In this study, we prospectively investigated the lower airways for NTHi bacteria in lung cancer, COPD and control patient groups. We also evaluated immunological biomarkers in the blood of the three patient populations. While there was no difference in the rates of identification of NTHi among the three patient populations, there were significant differences in immunological measures between groups.
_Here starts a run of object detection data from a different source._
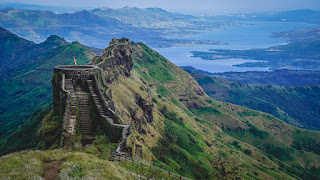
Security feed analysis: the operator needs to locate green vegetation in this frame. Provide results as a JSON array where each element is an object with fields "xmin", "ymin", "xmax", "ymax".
[
  {"xmin": 192, "ymin": 39, "xmax": 320, "ymax": 70},
  {"xmin": 0, "ymin": 38, "xmax": 320, "ymax": 179},
  {"xmin": 188, "ymin": 71, "xmax": 320, "ymax": 130},
  {"xmin": 0, "ymin": 29, "xmax": 93, "ymax": 139}
]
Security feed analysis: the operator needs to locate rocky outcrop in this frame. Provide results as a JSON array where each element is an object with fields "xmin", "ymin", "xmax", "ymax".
[{"xmin": 92, "ymin": 38, "xmax": 133, "ymax": 83}]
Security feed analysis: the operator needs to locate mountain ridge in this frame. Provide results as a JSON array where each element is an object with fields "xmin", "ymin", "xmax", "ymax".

Recently there has been growing awareness of the importance of NTHi in the pathophysiology of chronic lower respiratory tract inflammatory disorders, particularly COPD . The use of bronchial wash specimens and molecular identification techniques allowed for assessment of NTHi directly from the lower airways in the current study. Bronchial colonisation by bacteria in patients with lung cancer has previously been reported . Laroumagne et al. reported that bacterial bronchial colonisation can be identified in 48% of patients with lung cancer and specifically, NTHi was identified in 4.3% . In the current study NTHi was detected in up to 22% of collected samples. This higher rate of identification of NTHi than that previously reported may be due to use of more sensitive methods employed to detect NTHi. However, the small sample size of our study limits our ability to make any definitive inferences about NTHi bacteria identification and possible pathogenic role of this bacteria in patients with lung cancer compared to other patient groups. A pertinent challenge will be the disentanglement of COPD from lung cancer in order to determine the pathophysiological role of NTHi. Recent evidence suggests that lung cancer patients with COPD may have a different pattern of driver mutations and molecular features . It is hypothesised that these differences may be due to COPD specific inflammatory microenvironment and may result in epigenetic and other molecular mechanisms eventually promoting carcinogenesis . Future studies will need to determine if NTHi colonisation contributes to the enhancement of the COPD related inflammation in the airways and lung parenchyma.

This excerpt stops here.